While the Canadian multinational oil transport giant Enbridge and an oil industry front group pump millions of dollars into Lansing corporate lobby firms, media ads, public radio, and other sponsorships, spreading gifts around to northern Michigan and other communities, Michigan citizens have mobilized in unprecedented numbers to counter the dirty oil money attack on the Great Lakes. The organizing campaign is a partnership that includes the Michigan Climate Action Network, Clean Water Action, Sierra Club and the Oil & Water Don’t Mix campaign.

“We’re bringing the power of people together to protect the Great Lakes and our climate,” said Kate Madigan, Michigan Climate Action Network Director.  “Michigan citizens are demanding that Michigan elected officials put people before dirty oil money. That means no oil tunnel and no oil pipelines in the Great Lakes.”

By today more than 16,000 Michigan voters will have directly contacted their state lawmakers since late June.  That’s in addition to more than 29,000 citizens who endorsed a petition opposing Enbridge’s oil tunnel and taken other online actions demanding the decommissioning of Line 5, including 1,981 who have volunteered with the Oil & Water Don’t Mix campaign.

Every state lawmaker and Gov. Whitmer has heard from Michigan voters over the past two months, said Sean McBrearty, Michigan Legislative and Policy Director for Clean Water Action.

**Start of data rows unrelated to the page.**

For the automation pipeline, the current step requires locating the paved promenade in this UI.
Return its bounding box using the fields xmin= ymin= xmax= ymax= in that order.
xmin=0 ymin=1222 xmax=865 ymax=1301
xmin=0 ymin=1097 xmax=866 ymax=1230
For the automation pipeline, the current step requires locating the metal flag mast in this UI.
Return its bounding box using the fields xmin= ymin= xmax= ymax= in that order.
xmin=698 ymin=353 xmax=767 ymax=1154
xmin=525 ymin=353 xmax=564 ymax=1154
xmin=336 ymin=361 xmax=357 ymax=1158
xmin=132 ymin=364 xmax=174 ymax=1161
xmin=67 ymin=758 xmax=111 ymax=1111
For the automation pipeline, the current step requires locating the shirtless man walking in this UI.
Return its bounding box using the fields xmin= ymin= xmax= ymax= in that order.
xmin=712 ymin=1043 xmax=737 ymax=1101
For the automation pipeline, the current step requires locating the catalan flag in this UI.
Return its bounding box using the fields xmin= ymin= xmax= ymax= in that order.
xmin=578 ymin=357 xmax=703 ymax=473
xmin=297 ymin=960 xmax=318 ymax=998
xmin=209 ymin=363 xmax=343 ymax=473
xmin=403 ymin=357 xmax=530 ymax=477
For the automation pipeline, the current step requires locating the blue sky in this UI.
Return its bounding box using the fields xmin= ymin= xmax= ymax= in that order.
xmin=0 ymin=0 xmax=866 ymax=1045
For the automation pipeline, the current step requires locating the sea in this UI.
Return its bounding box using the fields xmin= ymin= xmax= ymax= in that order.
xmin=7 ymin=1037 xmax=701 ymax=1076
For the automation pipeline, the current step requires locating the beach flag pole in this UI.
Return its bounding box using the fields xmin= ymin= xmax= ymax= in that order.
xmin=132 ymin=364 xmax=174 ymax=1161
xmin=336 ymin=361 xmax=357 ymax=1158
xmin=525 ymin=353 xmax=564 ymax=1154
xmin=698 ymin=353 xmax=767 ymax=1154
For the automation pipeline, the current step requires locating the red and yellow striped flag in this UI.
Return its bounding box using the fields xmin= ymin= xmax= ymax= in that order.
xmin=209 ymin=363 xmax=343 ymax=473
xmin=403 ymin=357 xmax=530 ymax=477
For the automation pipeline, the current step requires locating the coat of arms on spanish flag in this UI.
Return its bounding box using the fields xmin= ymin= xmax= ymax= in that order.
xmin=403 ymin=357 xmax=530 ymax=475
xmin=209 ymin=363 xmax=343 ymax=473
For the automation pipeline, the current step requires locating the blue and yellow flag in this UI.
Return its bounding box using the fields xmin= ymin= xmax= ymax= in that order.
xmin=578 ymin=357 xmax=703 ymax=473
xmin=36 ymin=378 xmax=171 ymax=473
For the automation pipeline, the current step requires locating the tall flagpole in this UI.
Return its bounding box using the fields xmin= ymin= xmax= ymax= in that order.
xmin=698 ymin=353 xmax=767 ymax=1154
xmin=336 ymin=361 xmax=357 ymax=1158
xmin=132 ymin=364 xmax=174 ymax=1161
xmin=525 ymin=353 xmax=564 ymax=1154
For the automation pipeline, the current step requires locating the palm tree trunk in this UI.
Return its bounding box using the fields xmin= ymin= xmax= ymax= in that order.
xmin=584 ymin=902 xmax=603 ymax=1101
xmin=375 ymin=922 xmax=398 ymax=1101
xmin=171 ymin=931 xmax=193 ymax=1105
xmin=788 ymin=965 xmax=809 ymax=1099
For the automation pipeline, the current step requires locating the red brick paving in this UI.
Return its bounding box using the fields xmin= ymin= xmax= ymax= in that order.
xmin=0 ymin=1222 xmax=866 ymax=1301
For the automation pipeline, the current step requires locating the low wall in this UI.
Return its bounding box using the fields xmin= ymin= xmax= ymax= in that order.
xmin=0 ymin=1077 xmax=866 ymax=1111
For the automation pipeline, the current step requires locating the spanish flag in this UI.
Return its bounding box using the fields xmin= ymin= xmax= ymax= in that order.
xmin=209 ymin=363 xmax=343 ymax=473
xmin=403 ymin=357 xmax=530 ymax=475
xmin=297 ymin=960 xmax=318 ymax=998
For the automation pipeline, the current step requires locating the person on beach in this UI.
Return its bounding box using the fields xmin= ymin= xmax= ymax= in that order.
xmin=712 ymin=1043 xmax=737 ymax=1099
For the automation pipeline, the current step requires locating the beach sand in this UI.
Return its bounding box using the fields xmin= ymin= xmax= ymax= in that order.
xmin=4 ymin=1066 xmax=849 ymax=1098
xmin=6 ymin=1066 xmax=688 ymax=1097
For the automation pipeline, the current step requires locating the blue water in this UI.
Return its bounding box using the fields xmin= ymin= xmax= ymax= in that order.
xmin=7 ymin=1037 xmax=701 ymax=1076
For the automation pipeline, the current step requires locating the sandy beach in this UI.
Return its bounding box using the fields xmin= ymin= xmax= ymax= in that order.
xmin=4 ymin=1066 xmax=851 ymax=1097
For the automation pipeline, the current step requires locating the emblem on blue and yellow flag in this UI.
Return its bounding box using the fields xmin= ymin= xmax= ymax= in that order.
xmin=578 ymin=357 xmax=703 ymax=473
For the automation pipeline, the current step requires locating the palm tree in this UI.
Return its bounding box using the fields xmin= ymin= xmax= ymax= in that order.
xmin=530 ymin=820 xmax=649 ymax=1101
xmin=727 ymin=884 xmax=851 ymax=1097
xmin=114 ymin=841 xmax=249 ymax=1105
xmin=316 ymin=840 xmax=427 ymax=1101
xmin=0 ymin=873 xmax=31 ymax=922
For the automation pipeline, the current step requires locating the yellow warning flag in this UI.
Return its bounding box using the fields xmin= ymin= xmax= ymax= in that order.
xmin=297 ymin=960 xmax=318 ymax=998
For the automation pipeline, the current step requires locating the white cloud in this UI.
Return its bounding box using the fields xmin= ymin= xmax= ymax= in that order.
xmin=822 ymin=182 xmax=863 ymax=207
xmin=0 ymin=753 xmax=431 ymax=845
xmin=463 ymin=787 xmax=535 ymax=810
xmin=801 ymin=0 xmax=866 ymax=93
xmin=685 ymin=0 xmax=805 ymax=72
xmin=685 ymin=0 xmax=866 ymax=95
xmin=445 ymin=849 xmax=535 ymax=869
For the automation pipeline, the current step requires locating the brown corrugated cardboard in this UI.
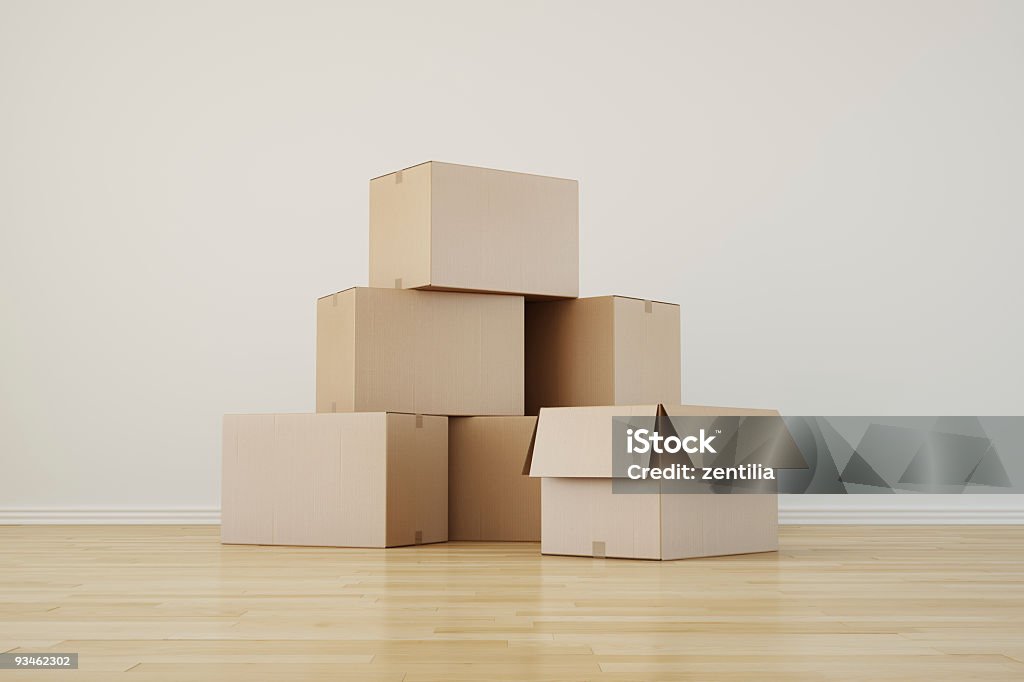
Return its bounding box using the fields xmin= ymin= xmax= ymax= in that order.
xmin=370 ymin=161 xmax=580 ymax=298
xmin=449 ymin=417 xmax=541 ymax=542
xmin=316 ymin=287 xmax=523 ymax=415
xmin=528 ymin=404 xmax=778 ymax=559
xmin=525 ymin=296 xmax=681 ymax=415
xmin=220 ymin=413 xmax=447 ymax=547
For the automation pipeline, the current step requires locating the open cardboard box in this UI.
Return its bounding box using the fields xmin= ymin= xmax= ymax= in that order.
xmin=523 ymin=403 xmax=778 ymax=559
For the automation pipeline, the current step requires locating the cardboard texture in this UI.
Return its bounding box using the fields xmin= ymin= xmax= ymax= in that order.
xmin=370 ymin=161 xmax=580 ymax=298
xmin=525 ymin=296 xmax=681 ymax=415
xmin=527 ymin=404 xmax=778 ymax=560
xmin=316 ymin=287 xmax=523 ymax=415
xmin=221 ymin=413 xmax=447 ymax=547
xmin=449 ymin=417 xmax=541 ymax=542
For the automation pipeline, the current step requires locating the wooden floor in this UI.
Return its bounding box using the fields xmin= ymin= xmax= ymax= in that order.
xmin=0 ymin=526 xmax=1024 ymax=682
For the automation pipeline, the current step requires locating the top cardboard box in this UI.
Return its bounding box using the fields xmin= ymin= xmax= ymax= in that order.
xmin=370 ymin=161 xmax=580 ymax=299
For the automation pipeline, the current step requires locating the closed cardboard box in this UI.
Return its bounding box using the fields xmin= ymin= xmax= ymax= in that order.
xmin=220 ymin=413 xmax=447 ymax=547
xmin=449 ymin=417 xmax=541 ymax=542
xmin=316 ymin=287 xmax=523 ymax=415
xmin=527 ymin=404 xmax=778 ymax=559
xmin=526 ymin=296 xmax=681 ymax=415
xmin=370 ymin=161 xmax=580 ymax=298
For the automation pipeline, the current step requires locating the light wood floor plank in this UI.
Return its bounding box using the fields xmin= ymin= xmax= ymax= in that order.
xmin=0 ymin=526 xmax=1024 ymax=682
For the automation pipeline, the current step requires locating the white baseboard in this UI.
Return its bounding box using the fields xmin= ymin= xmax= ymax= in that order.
xmin=778 ymin=494 xmax=1024 ymax=525
xmin=778 ymin=507 xmax=1024 ymax=525
xmin=0 ymin=507 xmax=220 ymax=525
xmin=0 ymin=496 xmax=1024 ymax=525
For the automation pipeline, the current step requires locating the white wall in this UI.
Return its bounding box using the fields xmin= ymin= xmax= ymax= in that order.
xmin=0 ymin=0 xmax=1024 ymax=520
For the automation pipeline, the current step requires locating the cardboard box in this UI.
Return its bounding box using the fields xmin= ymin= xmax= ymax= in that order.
xmin=449 ymin=417 xmax=541 ymax=542
xmin=220 ymin=413 xmax=447 ymax=547
xmin=526 ymin=296 xmax=682 ymax=415
xmin=316 ymin=287 xmax=523 ymax=415
xmin=370 ymin=161 xmax=580 ymax=298
xmin=527 ymin=404 xmax=778 ymax=559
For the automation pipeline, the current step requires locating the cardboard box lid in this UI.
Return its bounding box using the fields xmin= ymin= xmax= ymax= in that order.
xmin=523 ymin=404 xmax=662 ymax=478
xmin=523 ymin=404 xmax=778 ymax=478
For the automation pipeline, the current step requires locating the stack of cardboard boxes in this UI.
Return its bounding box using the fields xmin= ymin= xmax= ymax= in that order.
xmin=221 ymin=162 xmax=776 ymax=559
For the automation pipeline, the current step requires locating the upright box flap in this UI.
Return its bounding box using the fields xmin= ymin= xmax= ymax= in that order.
xmin=662 ymin=404 xmax=779 ymax=417
xmin=527 ymin=404 xmax=660 ymax=478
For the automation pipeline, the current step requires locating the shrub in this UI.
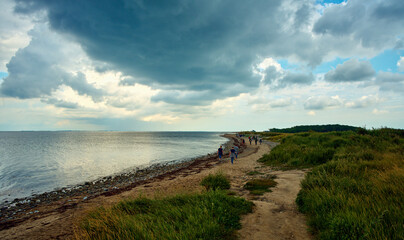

“Voters told us their priorities when a governor, attorney general and a majority of state House members took office this year after campaigning strongly around protecting Michigan’s waters,” said McBrearty.  “This is just a reminder that you can’t promise to protect the Great Lakes and support risky oil pipelines we don’t need that threaten the Great Lakes and 400 other Michigan waterways.”

Enbridge is pumping profits from Line 5 oil into virtually every Michigan news media outlet and has hired multiple Lansing lobby firms in an effort to convince Michiganders to embrace its dangerous oil pipelines.

“Why is Enbridge spending millions to convince Michiganders their Line 5 pipeline is safe and vital to Michigan and they care about protecting the Great Lakes?  Because it’s not true,” said David Holtz, spokesperson for Oil & Water Don’t Mix.  “Enbridge has lied about the condition of its dangerous Line 5 pipeline and just over a year ago paid a $1.8 million fine for failing to thoroughly inspect its pipelines for weaknesses.  But you won’t see that in Enbridge’s paid ads, the talking points they write or the message they tell lawmakers.

“Our job is to help regular citizens pierce Enbridge’s lies and let their elected officials know directly that they demand the put protecting Michigan and the Great Lakes over Big Oil money.”